Wednesday, October 8, 2008

Jasper Johns1958/59

A few questions from the reading from Art Since 1900 on 1958/1959:

1.) How do Jasper Johns' emblems "evoke a self that was divided by its own language?"

Background: Jasper Johns painted everyday symbols--a target, an American flag--in opposition to the Abstract Expressionists for whom representation (and worse popular emblems) was taboo. Having a subject, especially one so popularized, the Ab-Ex artists argue, depersonalizes the work, and painting is taken out of its pure state (painting which is simply about painting in and of itself).

The reading describes Jasper Johns work as a play with contradiction and paradox. First of all, the emblem of a flag or a target is both abstract and representational--abstract because they are composed of simple geometric shapes, a circle, a rectangle; representational because they are easily recognizable as a whole.

Encaustics also play a major role in Jasper Johns' style. The wax preserves the artist's brushstrokes, showing method and giving a gestural motion to the painting, (this quality would be desired by the Ab-Ex painter) and yet the strokes become repetitive, dead, lifeless; bringing us back to the impersonal aspect of the work.

The subject matter also has qualities of both the personal and the impersonal. Because the emblems are so easily recognizable, something society as a whole can relate to, they appear extremely impersonal at first glance. However, the flag also alludes to the story that the symbol first appeared to Johns in a dream. Thus, his paintings suggest allegory/alternated meanings/suggested memories. The complication of describing Johns in terms of a movement reiterates the fact that the artist feels divided within himself. His art reflects a paradoxical struggle.

2.)What sets Jasper Johns apart from the Dada movement (or any other movement)?

It is important to know that Jasper Johns was aquainted with Duchamp when considering his label as the "Neo-Dadaist." However, Johns' work does not carry the self-destructive, anarchic theory of Dada. He is more interested in the irony conveyed by Duchamp's work (again we're dealing with paradox here). Duchamp remain a point of reference for Johns, but only for this reason. Johns is not destroying the symbol, he is elevating it to high art by giving it multiple weighted (as well as contradicting) meanings.

The simple answer to this question: Jasper Johns eludes definition because his work carries aspects of many modern movements. Although against the Ab-Ex generation, encaustic gives us a sense of the artist's "autograph," even if John strives to keep it "impersonal." He plays with dreams and the picture-puzzle (like that of Surrealist Rene Magritte, see: "Ceci n'est pas une pipe"). Ambiguity lies at the very heart of the work of Jasper Johns, making it very hard to pin down to one movement.

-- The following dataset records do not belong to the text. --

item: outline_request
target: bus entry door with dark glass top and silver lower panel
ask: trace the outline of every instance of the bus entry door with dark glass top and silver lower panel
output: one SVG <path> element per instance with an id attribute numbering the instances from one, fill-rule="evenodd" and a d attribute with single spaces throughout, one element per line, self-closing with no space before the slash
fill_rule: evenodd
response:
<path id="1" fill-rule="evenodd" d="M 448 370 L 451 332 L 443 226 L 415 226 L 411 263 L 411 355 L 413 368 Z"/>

Fun Fact: This is a bit off topic, but while we are looking at Sartre's existentialist theories, we will find artist's reacting to his concept of nonbeing in different ways, both positively and negatively. It is important to note that the word that is translated as "nonbeing" is actually "neant" in french (excuse my lack of accents, i only know how to type them on a Mac), which carries a more loaded meaning, difficult to translate. Some translations in english actually still hold on to the word neant because of this. Note that within the word "aneantir" to annihilate is "neant". Aneantir, to annihilate, to make to waste, to nothing. Moral: Sartre is best said in French.